I might have written about Jeff and Marc and Grayson working on “What a Wonderful Bird the Frog Are” for the Masterworks Chorale concert tonight. I guess it’s important, since it’s the first time a choral piece of mine has ever had an actual performance, but really, “Frog Song”? It has a lot to recommend it (here are the score [pdf] and an mp3), but it’s hardly William Blake. They’re accompanying the chorus with “something percussive in nature,” which in their case means rubber mallets on a chest of drawers. If we can work out the finer points of the comedy before tonight, it should be quite amusing.
Anyway…
Today is the first, and only, day I have off between postplanning and GHP. I awoke early and got straight to my first task: cleaning my study and the stairs leading up to it. That’s mostly so I can drag down all the stuff I need to pack without tripping over crap.
Much of the stuff I’m straightening and tidying are not in point of fact mine. They belong to another person who lives in this house who, when faced with mounds of clutter, often buys containers in which to put said clutter and then puts the containers up in my study. So I was picking up all the family photos, framed, that have somehow escaped their containers when the interior decorator and this other person were scouring the house for stuff to redecorate the den with, when I came across this little black file box.
Since all this is in an area of my study that I don’t often go, mostly because of the mess but also because I don’t use the resources on those shelves very much, I hadn’t really paid attention to this box. I thought it was the old GHP box that my predecessor in the assistant director position had passed off to me. I haven’t used the box in years, as my systems and forms rapidly outgrew the box. (I will pass off a huge tub to the next person.)
As I looked at it, thinking I might actually be able to toss the contents, since I haven’t looked inside it for eight years, I also was getting some cognitive dissonance vibes: I remembered the box as being in another location, and I knew it didn’t have this translucent “pencil box” thing going on in the lid. What was in this box?

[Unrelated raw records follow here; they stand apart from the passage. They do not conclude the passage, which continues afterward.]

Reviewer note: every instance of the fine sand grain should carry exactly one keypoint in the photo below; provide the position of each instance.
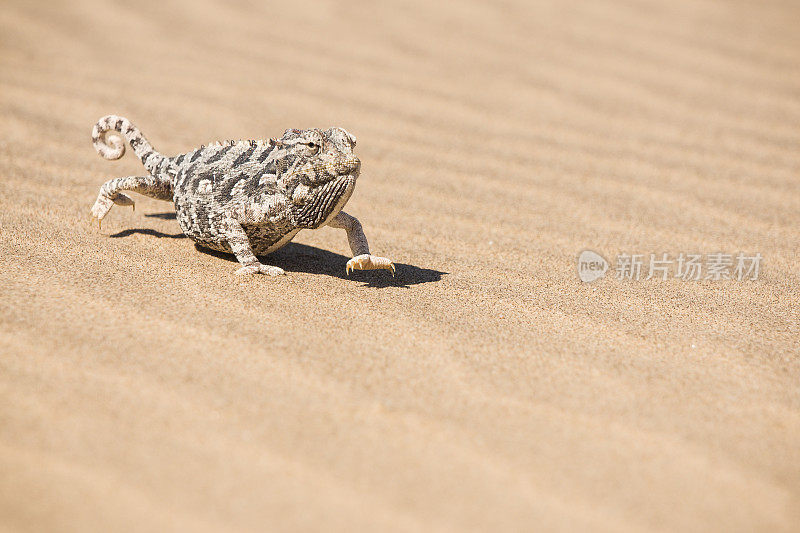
(145, 387)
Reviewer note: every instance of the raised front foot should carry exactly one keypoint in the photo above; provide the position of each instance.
(369, 262)
(103, 205)
(261, 269)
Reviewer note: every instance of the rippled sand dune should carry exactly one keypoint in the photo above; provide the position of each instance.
(145, 387)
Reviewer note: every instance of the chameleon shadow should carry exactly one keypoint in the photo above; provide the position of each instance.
(295, 257)
(163, 216)
(147, 231)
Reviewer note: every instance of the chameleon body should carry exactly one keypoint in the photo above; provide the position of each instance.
(245, 197)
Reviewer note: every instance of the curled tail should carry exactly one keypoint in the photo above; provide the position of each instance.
(113, 147)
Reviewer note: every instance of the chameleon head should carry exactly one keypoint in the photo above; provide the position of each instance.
(325, 155)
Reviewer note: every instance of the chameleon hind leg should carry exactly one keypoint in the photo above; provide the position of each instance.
(362, 259)
(111, 193)
(240, 246)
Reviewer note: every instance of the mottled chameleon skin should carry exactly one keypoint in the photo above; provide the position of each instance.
(245, 197)
(272, 189)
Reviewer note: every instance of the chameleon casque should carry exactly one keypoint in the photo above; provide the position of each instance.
(245, 197)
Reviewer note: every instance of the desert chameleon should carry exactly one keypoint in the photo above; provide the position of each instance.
(245, 197)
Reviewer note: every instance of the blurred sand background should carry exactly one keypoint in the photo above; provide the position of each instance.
(145, 387)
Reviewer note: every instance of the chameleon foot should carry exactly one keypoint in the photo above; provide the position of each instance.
(103, 204)
(369, 262)
(261, 269)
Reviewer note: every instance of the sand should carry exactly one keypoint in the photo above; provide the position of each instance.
(144, 387)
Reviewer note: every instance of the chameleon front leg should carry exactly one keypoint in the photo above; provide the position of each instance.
(362, 259)
(240, 246)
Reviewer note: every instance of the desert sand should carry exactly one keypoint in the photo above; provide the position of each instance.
(144, 387)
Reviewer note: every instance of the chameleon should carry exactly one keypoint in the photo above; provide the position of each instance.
(249, 197)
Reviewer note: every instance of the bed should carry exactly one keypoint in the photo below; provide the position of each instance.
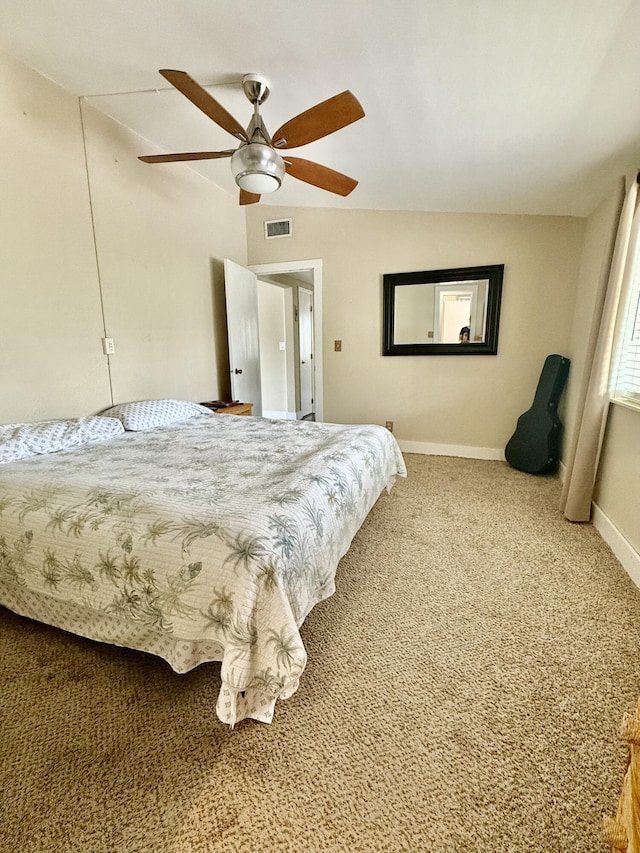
(203, 539)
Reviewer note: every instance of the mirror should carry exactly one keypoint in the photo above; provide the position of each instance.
(442, 312)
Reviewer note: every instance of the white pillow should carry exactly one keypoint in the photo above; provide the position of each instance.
(19, 441)
(147, 414)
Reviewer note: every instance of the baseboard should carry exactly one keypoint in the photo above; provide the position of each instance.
(432, 449)
(279, 416)
(621, 547)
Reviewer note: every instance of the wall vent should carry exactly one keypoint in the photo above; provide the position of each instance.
(277, 228)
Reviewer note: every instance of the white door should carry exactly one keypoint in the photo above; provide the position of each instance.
(241, 291)
(305, 332)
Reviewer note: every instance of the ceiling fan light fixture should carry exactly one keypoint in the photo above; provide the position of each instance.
(257, 168)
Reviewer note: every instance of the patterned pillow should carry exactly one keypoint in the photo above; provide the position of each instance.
(19, 441)
(147, 414)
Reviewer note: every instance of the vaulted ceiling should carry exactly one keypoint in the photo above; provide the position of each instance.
(505, 106)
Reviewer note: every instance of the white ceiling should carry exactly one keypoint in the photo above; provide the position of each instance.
(505, 106)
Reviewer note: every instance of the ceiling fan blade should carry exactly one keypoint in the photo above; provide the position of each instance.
(319, 121)
(188, 155)
(248, 198)
(204, 101)
(319, 176)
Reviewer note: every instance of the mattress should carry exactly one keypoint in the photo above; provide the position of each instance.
(209, 540)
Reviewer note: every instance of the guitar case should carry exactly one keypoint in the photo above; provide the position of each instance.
(535, 445)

It wasn’t the old GHP stuff. It was the box I used to organize the score pages of Figaro for copying/collating for the cast. I had utterly forgotten about it. It was a thing of beauty: about a hundred file folders, the sturdy brown kind, each with a label printed out from a database I had created specifically for the purpose, showing the act, scene, the page numbers in the score, the number of copies I needed of those pages, and a check-box listing of the cast with who needed those pages. The file folders marched in even, unbroken thirds: left, center, right. Even I was impressed as I gazed upon it.
And in the translucent pencil box? A pencil, it looked like, and a sticky note pad. I opened it up.
It was not a sticky note pad. It was a cassette tape. With a shock, I realized what I had found.
It was Aces & Eights.
I hesitate even to write about this, since I’ve had very bad luck recently when I disparage anything. The internets is a creepy kind of magical place, and I just know if I write about this work, the original author is going to sense a disturbance in the Force and come looking for me. So, please, original author, who I am not going to name, thank you, just know that your work has given me untold hours of joy. In its own way.
Many many years ago, I hosted a theatre chat room on American Online called The Stage Door. We met every Monday night from 8:00-12:00 EST, and talked about theatre in our lives. Participants were many and varied: teens who would squeal about Rent, community types like me, professionals at many levels. We had actors, techies, lighting designers, musicians, directors. It was a fun time. That’s where I met Noah, who hosts all my websites. I met BrnySmurf, who yes, voiced Brainy Smurf and is now a casting director in LA. (He’s the smartass med student in the opening scene of Young Frankenstein.) Another regular was the music director of Guys & Dolls. Nicky Silver popped in every now and then, chatting about the woes of trying to find a gorgeous man who could act for Food Chain. (Silver, we finally did that show here. You owe me an autographed copy.) Steven Weber came barreling through one night, totally pumped up about the work he’d done on that day’s shoot of Jeffrey. Ah, the days when AOL was actually a community.
We also had a fair number of playwrights, and whenever they found I was the artistic director of NCTC, they’d ask if we took scripts. I always said yes. I guess those scripts are still down at the theatre. One or two of them were really interesting and we should have done them, at least in the Second Season venue.
So one night, a girl in the room realizes that I’m open to receiving scripts, and she enthuses about her boyfriend’s musical. Can she send me their tape? Certainly, says I. A couple of days later, I get Aces & Eights: a musical play about Wild Bill Hickok.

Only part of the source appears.